Risk factors for post-cesarean wound infection, but not disruption, are well-described in the literature. The primary objective of this study was to identify risk factors for non-infectious post-cesarean wound disruption.

METHODS

Secondary analysis was conducted using data from a single-center randomized controlled trial of staple versus suture skin closure in women ≥24 weeks' gestation undergoing cesarean delivery. Wound disruption was defined as subcutaneous skin or fascial dehiscence excluding primary wound infections.

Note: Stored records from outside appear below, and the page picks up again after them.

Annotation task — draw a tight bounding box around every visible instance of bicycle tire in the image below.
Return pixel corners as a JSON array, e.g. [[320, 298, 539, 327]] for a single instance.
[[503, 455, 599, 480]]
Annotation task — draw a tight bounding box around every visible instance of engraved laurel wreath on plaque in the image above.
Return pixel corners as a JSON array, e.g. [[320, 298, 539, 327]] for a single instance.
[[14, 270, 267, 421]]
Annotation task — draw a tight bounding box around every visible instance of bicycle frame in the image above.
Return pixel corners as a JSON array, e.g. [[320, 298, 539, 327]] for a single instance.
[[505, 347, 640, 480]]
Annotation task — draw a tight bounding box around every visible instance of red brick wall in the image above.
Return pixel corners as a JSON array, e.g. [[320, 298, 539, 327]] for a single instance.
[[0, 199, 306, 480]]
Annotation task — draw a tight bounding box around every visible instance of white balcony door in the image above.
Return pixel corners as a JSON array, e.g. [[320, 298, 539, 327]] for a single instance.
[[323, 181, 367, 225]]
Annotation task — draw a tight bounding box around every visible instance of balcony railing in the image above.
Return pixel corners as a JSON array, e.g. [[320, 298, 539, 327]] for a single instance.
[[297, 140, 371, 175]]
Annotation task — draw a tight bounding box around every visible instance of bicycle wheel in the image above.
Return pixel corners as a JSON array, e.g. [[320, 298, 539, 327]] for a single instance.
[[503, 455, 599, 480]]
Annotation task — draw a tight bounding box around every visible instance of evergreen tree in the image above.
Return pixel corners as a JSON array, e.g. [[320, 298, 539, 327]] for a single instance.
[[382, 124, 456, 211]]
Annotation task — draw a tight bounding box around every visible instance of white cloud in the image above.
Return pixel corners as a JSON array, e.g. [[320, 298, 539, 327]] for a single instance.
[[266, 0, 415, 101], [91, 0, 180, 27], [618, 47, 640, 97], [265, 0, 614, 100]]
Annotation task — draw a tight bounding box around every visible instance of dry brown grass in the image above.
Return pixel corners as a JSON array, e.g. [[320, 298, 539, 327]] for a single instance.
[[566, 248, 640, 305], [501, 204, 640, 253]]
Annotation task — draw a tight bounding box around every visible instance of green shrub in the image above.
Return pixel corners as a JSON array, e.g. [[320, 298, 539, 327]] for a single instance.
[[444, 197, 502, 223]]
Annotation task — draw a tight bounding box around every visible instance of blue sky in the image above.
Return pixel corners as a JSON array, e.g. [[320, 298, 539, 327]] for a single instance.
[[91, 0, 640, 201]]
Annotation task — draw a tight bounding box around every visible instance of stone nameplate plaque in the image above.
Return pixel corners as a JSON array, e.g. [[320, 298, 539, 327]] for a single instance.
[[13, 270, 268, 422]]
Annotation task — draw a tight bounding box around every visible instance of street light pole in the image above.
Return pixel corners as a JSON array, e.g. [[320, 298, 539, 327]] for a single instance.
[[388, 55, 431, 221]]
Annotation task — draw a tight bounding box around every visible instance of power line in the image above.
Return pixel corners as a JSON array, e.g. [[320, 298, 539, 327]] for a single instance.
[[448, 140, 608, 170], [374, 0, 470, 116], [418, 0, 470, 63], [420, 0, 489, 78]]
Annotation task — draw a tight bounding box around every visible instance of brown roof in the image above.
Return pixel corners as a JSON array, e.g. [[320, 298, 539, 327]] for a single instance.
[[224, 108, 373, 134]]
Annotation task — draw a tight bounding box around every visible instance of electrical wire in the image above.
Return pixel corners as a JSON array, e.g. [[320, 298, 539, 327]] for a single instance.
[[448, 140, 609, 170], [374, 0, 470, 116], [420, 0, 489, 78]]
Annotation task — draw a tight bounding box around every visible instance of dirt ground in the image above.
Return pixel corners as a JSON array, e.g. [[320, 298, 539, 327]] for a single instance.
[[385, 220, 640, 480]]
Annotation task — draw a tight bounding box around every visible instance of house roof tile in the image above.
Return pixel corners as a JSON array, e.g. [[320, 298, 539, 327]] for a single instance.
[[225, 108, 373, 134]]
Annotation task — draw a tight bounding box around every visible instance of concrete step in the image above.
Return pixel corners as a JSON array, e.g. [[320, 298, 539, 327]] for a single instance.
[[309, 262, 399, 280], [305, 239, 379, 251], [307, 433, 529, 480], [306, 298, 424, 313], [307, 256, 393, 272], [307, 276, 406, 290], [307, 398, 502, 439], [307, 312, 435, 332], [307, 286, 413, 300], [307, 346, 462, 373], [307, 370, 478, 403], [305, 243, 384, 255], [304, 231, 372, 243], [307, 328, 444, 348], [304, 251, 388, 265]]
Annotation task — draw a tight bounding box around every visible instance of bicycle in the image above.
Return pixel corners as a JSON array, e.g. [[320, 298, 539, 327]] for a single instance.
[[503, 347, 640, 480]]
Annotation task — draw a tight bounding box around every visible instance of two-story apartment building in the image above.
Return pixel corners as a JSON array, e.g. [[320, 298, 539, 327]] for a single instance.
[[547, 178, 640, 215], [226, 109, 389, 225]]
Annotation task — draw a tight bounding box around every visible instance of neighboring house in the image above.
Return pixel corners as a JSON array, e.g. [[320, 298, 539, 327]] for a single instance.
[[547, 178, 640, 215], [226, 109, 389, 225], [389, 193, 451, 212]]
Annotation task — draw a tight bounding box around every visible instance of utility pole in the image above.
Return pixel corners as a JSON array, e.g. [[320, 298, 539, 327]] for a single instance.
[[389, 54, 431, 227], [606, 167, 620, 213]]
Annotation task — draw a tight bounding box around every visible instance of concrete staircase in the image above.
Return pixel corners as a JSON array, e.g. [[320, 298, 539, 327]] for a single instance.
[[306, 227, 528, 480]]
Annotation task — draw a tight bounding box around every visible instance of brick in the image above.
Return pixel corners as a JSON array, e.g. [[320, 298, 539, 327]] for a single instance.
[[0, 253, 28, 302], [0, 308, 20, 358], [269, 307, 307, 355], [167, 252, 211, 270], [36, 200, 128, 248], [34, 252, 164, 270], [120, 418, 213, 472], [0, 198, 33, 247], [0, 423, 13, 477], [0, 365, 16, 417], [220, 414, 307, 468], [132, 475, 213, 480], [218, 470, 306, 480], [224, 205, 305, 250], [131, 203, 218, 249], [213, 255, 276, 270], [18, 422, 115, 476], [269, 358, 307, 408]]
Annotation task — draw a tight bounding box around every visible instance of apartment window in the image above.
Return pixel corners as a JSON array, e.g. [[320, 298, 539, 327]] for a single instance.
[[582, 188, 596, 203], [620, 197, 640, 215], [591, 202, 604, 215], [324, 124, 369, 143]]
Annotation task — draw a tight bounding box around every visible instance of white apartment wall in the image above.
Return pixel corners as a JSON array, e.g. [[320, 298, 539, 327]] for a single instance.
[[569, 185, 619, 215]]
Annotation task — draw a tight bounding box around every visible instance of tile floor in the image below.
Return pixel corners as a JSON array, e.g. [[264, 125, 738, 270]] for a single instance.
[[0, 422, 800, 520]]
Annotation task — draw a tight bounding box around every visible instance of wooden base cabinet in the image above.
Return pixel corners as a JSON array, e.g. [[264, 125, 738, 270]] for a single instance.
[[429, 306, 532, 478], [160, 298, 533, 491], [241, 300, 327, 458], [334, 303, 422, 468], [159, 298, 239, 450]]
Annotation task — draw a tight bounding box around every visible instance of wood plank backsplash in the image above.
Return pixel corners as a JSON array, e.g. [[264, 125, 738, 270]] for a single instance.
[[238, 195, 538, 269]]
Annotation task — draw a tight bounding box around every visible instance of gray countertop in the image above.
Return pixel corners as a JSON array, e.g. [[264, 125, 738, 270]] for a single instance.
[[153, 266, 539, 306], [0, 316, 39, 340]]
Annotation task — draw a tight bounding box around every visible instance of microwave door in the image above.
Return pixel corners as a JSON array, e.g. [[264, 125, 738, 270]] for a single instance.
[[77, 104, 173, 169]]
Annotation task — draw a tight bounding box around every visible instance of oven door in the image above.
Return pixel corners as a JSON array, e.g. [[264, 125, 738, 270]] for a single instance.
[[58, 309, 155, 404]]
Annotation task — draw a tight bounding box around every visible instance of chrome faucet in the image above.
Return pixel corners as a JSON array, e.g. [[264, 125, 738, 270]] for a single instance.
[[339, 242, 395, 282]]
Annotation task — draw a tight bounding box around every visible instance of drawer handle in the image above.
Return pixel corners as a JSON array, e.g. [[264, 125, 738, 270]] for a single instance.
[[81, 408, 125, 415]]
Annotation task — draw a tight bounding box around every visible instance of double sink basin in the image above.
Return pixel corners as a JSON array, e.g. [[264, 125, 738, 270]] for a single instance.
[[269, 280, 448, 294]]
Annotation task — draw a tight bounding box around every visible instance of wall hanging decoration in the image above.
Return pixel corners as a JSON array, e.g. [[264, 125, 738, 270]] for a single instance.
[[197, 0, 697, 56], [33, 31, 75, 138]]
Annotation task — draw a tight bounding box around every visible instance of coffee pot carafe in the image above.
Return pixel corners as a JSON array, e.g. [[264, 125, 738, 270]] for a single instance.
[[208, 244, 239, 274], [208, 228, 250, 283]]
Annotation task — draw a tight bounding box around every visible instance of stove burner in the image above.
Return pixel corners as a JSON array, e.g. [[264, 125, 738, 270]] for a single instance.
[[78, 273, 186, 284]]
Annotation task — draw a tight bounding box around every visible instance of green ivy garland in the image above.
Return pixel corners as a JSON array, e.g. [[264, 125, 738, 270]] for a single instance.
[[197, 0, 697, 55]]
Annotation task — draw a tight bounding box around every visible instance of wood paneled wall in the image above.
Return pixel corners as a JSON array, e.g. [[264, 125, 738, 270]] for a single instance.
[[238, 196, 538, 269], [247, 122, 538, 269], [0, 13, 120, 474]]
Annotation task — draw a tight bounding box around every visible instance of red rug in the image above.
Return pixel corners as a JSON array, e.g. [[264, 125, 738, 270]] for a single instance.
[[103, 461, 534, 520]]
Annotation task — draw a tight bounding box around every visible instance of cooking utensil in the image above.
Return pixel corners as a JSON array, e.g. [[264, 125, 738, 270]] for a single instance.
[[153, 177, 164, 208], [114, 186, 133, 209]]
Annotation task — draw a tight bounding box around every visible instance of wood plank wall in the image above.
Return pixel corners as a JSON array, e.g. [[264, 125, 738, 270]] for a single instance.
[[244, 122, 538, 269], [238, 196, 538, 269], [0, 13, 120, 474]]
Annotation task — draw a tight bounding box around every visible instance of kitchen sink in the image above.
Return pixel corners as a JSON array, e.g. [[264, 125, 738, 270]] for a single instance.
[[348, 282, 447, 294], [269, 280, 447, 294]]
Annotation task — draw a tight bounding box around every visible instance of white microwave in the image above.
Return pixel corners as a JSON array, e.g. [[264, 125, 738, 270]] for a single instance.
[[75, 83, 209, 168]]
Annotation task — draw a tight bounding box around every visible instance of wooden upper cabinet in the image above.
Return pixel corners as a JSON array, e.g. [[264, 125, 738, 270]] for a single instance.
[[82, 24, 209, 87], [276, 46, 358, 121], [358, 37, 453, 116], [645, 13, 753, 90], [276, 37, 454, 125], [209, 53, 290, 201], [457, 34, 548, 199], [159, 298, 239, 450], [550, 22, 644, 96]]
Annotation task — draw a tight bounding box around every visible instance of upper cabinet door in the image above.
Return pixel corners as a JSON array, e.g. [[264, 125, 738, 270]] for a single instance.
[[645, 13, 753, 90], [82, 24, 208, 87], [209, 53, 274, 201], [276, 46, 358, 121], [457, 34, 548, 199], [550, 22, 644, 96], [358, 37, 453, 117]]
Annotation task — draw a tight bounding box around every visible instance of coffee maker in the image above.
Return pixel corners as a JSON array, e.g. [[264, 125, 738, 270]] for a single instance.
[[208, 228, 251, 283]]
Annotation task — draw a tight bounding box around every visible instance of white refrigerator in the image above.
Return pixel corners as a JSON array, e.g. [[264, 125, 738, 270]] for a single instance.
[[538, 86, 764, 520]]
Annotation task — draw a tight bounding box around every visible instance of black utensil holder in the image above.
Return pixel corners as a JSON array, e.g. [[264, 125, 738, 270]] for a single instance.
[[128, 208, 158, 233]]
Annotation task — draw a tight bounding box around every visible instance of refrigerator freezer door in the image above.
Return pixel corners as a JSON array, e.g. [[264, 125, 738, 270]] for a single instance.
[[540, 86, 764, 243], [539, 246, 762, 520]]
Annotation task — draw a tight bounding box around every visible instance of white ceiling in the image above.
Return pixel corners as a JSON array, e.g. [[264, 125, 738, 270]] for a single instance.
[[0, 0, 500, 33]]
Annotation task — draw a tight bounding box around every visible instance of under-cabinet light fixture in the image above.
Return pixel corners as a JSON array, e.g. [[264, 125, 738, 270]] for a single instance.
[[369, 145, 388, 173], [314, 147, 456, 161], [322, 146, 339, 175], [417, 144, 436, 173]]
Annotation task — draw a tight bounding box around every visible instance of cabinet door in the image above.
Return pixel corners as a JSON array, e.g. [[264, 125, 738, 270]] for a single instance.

Composite wound morbidity (disruption or infection) was examined as a secondary outcome. Patient demographics, medical co-morbidities, and intrapartum characteristics were evaluated as potential risk factors using multivariable logistic regression.

RESULTS

Of the 398 randomized patients, 340, including 26 with disruptions (7.6%) met inclusion criteria and were analyzed. After multivariable adjustments, African-American race (aOR 3.9, 95% CI 1.1-13.8) and staple - as opposed to suture - wound closure (aOR 5.4, 95% CI 1.8-16.1) remained significant risk factors for disruption; non-significant increases were observed for body mass index ≥30 (aOR 2.1, 95% CI 0.6-7.5), but not for diabetes mellitus (aOR 0.9, 95% CI 0.3-2.9). RESULTS for composite wound morbidity were similar.

CONCLUSIONS

Skin closure with staples, African-American race, and considering the relatively small sample size, potentially obesity are associated with increased risk of non-infectious post-cesarean wound disruption.

摘要

目的

剖宫产术后伤口感染而非裂开的危险因素在文献中已有详尽描述。本研究的主要目的是确定剖宫产术后非感染性伤口裂开的危险因素。

方法

采用来自一项单中心随机对照试验的数据进行二次分析,该试验对比了妊娠≥24周行剖宫产的女性使用吻合钉与缝线进行皮肤缝合的效果。伤口裂开定义为皮下皮肤或筋膜裂开,不包括原发性伤口感染。将复合伤口并发症(裂开或感染)作为次要结局进行研究。使用多变量逻辑回归评估患者人口统计学特征、合并症和产时特征作为潜在危险因素。

结果

398例随机分组的患者中,340例符合纳入标准并进行分析,其中26例出现伤口裂开(7.6%)。经过多变量调整后,非裔美国人种族(调整后比值比[aOR] 3.9,95%置信区间[CI] 1.1 - 13.8)以及使用吻合钉而非缝线进行伤口缝合(aOR 5.4,95% CI 1.8 - 16.1)仍然是伤口裂开的显著危险因素;体重指数≥30有非显著升高(aOR 2.1,95% CI 0.6 - 7.5),但糖尿病并非危险因素(aOR 0.9,95% CI 0.3 - 2.9)。复合伤口并发症的结果相似。

结论

使用吻合钉进行皮肤缝合、非裔美国人种族,以及考虑到样本量相对较小,潜在的肥胖与剖宫产术后非感染性伤口裂开风险增加相关。